Thomson Reuters v. Ross Intelligence (2025, US): The court ruled that using copyrighted content to train AI without permission is not protected under “fair use.” It was considered copyright infringement.
Getty Images v. Stability AI (UK): Getty accused Stability AI of using and copying their images without permission for training. The court may issue an early ban (interlocutory injunction), and the final decision could change how companies handle image licensing.
CONCLUSION
In conclusion, to deal with the growing challenges that AI brings to intellectual property (IP), we need clear and balanced legal rules. Lawmakers should define what counts as enough human effort for someone to be called the author of AI-generated work. Only real people should be listed as inventors, but the rights to use or earn from the invention can go to the person or company that owns or operates the AI. There should also be rules that require companies to clearly show where their AI training data comes from, and licenses should be easier to get through proper systems. Online platforms must include basic rules in their user agreements, like who owns the AI-created content and using watermarks to track the content. To help enforce these rights, technology tools like watermarking and record-keeping should be used, and courts must be more careful in allowing “fair use” excuses, especially when AI is used for business. Creators’ personal rights, like being given credit or stopping their style from being copied by AI, should be protected. IP authorities should offer clear guidance on AI-related content and training data. Courts should also keep in mind today’s technology and ethical concerns while deciding such cases. Lastly, artists, companies, and the public should work together to make sure the laws are fair, updated, and support both creativity and innovation in the digital age
FAQS
Q: Does AI-generated content receive automatic copyright?

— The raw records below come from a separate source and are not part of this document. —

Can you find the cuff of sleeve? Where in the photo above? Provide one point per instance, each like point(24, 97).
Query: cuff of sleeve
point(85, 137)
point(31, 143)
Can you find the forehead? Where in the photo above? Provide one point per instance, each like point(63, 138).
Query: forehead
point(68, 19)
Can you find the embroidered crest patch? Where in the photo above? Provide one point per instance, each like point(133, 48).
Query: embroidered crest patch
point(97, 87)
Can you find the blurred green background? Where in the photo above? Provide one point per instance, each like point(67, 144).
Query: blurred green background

A: No, copyright only exists when there is enough human creativity involved. Courts and copyright offices do not give protection to work made entirely by machines without human input.
Q: Can AI be the inventor of a patent?
A: No patent law mandates natural-person inventorship, per DABUS jurisprudence; rights may increase to human owner/operator via contractual vesting.

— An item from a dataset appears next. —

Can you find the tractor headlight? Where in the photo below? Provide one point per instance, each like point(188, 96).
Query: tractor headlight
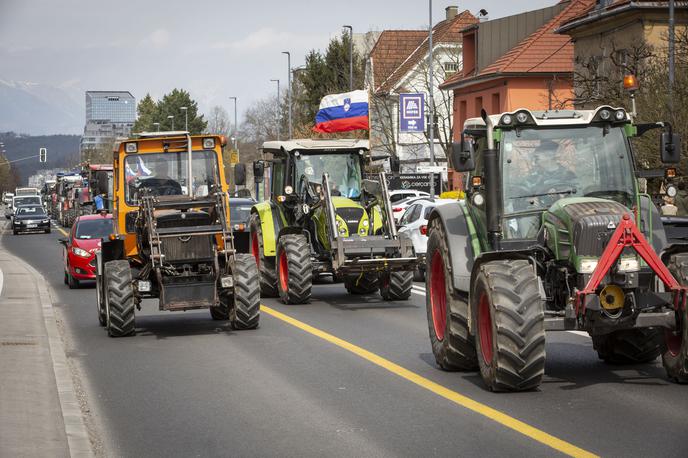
point(81, 253)
point(628, 265)
point(587, 266)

Q: Is using copyrighted content to train AI considered fair use?
A: Typically, no Thomson Reuters held that unlicensed headnotes cannot be used commercially; similar claims are pending in Getty, BBC, Disney suits.
Q: How can creators protect against AI misuse?
A: Use contractual licenses, watermark outputs, join collective tribunals, assert moral-right claims, and monitor via AI-detection tools.
Q: What is the legal outlook?
A: Expect legislation clarifying AI authorship, dataset licensing mandates, transparency regulations (e.g. EU AI Act), and expanded moral-rights protections.